腹の上では、体に巻きつけられたドラゴンの尻尾の先端がスリスリと擦りつけられるように揺れていた。
ドラゴンにとっても、昨日の経験はとても満足のゆくものだったのだろう。
穏やかな表情で目を閉じたドラゴンの顔に、温泉で俺を睨みつけていた時のような恐ろしさなどは微塵も感じられなかった。

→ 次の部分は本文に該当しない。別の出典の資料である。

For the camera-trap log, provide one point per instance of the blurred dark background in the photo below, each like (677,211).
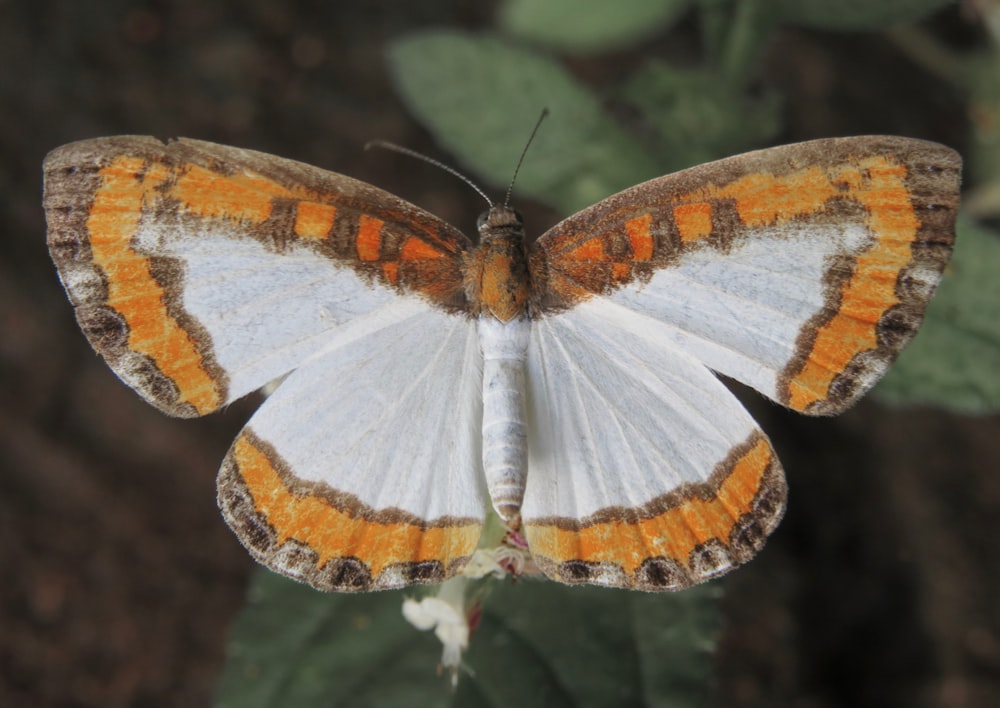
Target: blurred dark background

俺が身じろぎした気配に気がついたのか、ドラゴンが閉じていた目を薄っすらと開ける。
俺はドラゴンとしばらく無言のままお互いに見つめ合っていたが、やがてドラゴンは再び目を閉じて静かに呟いた。
「もう行くのか?」
その一言に、俺は言葉を詰まらせた。肯定すれば、ドラゴンは俺を麓まで連れて行ってくれるのだろう。
そして、今日からまたあの温泉で誰にも理解されぬ孤独な一時を過ごす日々に戻るのだ。
誰かと支え合わなければ生きていけない人間の俺にとって、ドラゴンの寂しさは痛いほどよくわかった。
「俺・・・このままここにいてもいいかな?」
「・・・何?」
驚いたというように、ドラゴンが目を見開いた。そして俺の心の内を探るように、じっと顔を覗き込んでくる。
「もう少し、あんたのそばにいたいんだ。それとも、俺はもう用済みかい?」
「そ、そんなことはない。好きなだけいるがいい。だが・・・」
少し慌てたのか、ドラゴンは顔を見られぬようにフイッと向こうを向いて言葉を紡いだ。
「わかってるよ。今日も背中を流してくれっていうんだろ?」
「・・・こいつめ」
ギュッ
「う・・・」
考えていたことを見透かされたのが気に入らなかったのか、ドラゴンは冗談交じりに俺の体を尻尾できつく締めつけた。
だがフサフサの温かい体毛の感触のせいか、それもまた妙に気持ちがいい。

「で・・・温泉にはいつ行くんだ?」
ほとんどドラゴンの一方的なじゃれ合いに根負けすると、俺はくたっと疲れ果ててドラゴンに尋ねた。
「今からでもよいぞ」
「じゃあ行こうか」
俺はそう言うと、尻尾の拘束から抜け出してドラゴンの真っ赤な巨体によじ登った。
「何をしている?」
「何って・・・昨日だって俺をこうやって連れてきたんだろ?ほら、早く行こう。しっかり擦ってやるからさ」
「むぅ・・・」
温泉での記憶を思い出したのか、ドラゴンは仕方なく俺を背中に乗せたまま歩き出した。
朝日の照らす森の中を揺られながら、心地よさを求めて温かいドラゴンの背に体を押し付ける。
いつしかドラゴンもそれに慣れたのか、時折愉快そうに笑い声を漏らし始めた。
もうしばらくすれば、またあの温泉が見えてくることだろう。
そしてお互いに体を洗い合い、夜は冷たい風も吹き込まぬ洞窟の中でお互いに体を暖め合うのだ。

ああ・・・今年は、暖かい冬になりそうだ。